ユリちゃん

昨日読み終わった短編集*1に、木のウロに住む恋人の話がでてきた。湿った土の上を、灌木をかきわけて進み…、というような表現があったかどうかは定かでないけれど、私がそのウロの話を読みながら思いだしていたのは、そのようにして通ったユリちゃんちのことだった。
ユリちゃんは私の家の裏に住んでいた女の子で、私より七つほど年上だった。黒くまっすぐな髪が顎のあたりで切りそろえられ、俯くたびに、その白い顔を覆った。日本人形みたいねと、誰かが(たぶんうちの母親が)よく言っていたのを覚えている。
幼稚園に通っている頃、母さんは産まれたばかりの弟にかかりきりで、毎日ヒマだった私は、小学生だったユリちゃんが帰宅するころを見計らって、庭の奥にある木立をかきわけ、梅の木をぐるりと回るようにして向こう側へ遊びにいった。
ユリちゃんと遊ぶ時は、だいたいユリちゃんちの庭で遊んだ。オオバコ相撲をしたり、はこべ摘んでインコにあげたり、どくだみジュース(のまない)作ったり。ユリちゃんの部屋は庭に面していて、庭遊びに飽きれば部屋にあがって漫画を読むこともできた。
ユリちゃんの部屋には古い三面鏡があった。ユリちゃんはときどき、その引き出しをあけて、きれいな箱に入ったおしろいを見せてくれた。中に入っていたパフの、ピンクのサテンリボンがかわいくて、顔を近付けるとベビーパウダーのようなにおいがした。
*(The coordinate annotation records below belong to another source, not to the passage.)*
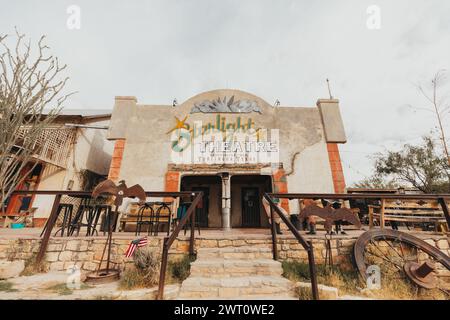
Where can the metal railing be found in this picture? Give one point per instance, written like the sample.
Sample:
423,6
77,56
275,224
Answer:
189,215
308,246
442,199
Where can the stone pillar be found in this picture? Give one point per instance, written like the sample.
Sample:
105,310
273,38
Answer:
226,202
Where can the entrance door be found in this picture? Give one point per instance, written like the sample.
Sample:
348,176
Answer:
250,208
201,215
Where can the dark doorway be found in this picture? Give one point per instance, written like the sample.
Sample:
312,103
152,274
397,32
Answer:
246,212
201,214
208,215
250,207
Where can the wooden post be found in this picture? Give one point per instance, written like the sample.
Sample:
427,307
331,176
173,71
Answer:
274,235
162,272
382,214
445,210
48,231
312,271
192,239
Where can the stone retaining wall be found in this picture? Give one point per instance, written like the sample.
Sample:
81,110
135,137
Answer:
86,252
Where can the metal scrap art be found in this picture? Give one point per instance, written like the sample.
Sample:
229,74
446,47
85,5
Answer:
400,255
226,105
119,192
330,215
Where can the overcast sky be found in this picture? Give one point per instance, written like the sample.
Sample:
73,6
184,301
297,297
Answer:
280,49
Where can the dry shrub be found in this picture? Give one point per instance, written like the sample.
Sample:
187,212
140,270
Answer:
144,273
33,267
393,287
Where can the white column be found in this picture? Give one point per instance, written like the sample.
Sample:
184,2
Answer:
226,202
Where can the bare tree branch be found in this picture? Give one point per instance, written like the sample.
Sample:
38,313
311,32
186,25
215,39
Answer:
29,82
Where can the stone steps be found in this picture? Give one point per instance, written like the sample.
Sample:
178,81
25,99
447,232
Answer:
225,288
219,267
242,273
249,253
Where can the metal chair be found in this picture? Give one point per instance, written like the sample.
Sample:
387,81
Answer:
98,210
140,218
68,209
77,222
67,217
181,212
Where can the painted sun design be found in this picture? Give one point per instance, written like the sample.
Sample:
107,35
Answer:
180,125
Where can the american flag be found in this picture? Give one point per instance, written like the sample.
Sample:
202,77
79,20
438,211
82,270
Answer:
136,243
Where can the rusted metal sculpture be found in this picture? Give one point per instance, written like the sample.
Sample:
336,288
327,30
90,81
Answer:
330,215
403,254
422,274
119,192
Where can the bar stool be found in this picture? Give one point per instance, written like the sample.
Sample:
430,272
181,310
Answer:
163,206
77,222
99,209
140,218
67,217
186,205
68,209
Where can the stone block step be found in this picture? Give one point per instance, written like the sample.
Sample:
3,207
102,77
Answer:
203,287
235,253
220,267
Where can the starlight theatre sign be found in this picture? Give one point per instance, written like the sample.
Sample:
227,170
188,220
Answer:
223,142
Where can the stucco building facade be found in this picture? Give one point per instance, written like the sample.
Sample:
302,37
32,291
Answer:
231,145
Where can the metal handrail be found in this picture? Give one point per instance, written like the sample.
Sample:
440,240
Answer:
308,246
190,214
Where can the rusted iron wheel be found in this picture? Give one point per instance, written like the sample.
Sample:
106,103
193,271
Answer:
394,251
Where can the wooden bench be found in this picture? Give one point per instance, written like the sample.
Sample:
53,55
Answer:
408,211
22,217
128,222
ユリちゃんと私は、小学六年生と幼稚園児という年の差こそあれ、割合と仲良くしていたはずだった。
しかしある日、五時のチャイムが鳴って私が家に帰ろうとすると、ユリちゃんはきゅうに恐い顔になって
「かえっちゃだめ」
と言った。当時、母親が厳しく、五時を過ぎて帰れば家を閉め出されてしまうことがわかっていた私は、チャイムが鳴り終わるまでの間に帰らなければ、という焦りで混乱した。
「1000まで数えられたら、帰ってもいいよ」
とユリちゃんは私の腕を掴んだ。まだ12くらいまでしか数えられなかった私は、うずくまって泣き出し、指を折り数を数えながらユリちゃんが許してくれるのを待った。
いつのまにか、チャイムは鳴り終わってしまった。見上げると、すっかり暗くなった空の手前に、ぼんやりとユリちゃんの白い顔が浮かんでいた。

それから、どうやって家に帰ったのかは、よく覚えていない。
ただ、その後、私とユリちゃんは急速に疎遠になった。それからしばらくの間、私は自分の家の庭に出ることすらせず、そのうちにユリちゃんは中学生になったからだ。
今になって考えてみれば、ユリちゃんのあれは冗談だったのかもしれないし、単に、さみしかっただけなのかもしれない。今になってはもうわからない。ただ、見知った顔が不意に知らないものにかわってしまったような、あの瞬間のことはずっと忘れられずにいたのだけど、
本を読みながら、あの柔らかい土の感触とか草のにおいとともに、ユリちゃんの帰宅を心待ちにしていた頃の気持ちが、わっと戻ってきたような気がした。
そして、久しぶりに庭に回ってみてやっと、もうずっと前に、あの通路は塞がってしまったのだということを思い出した。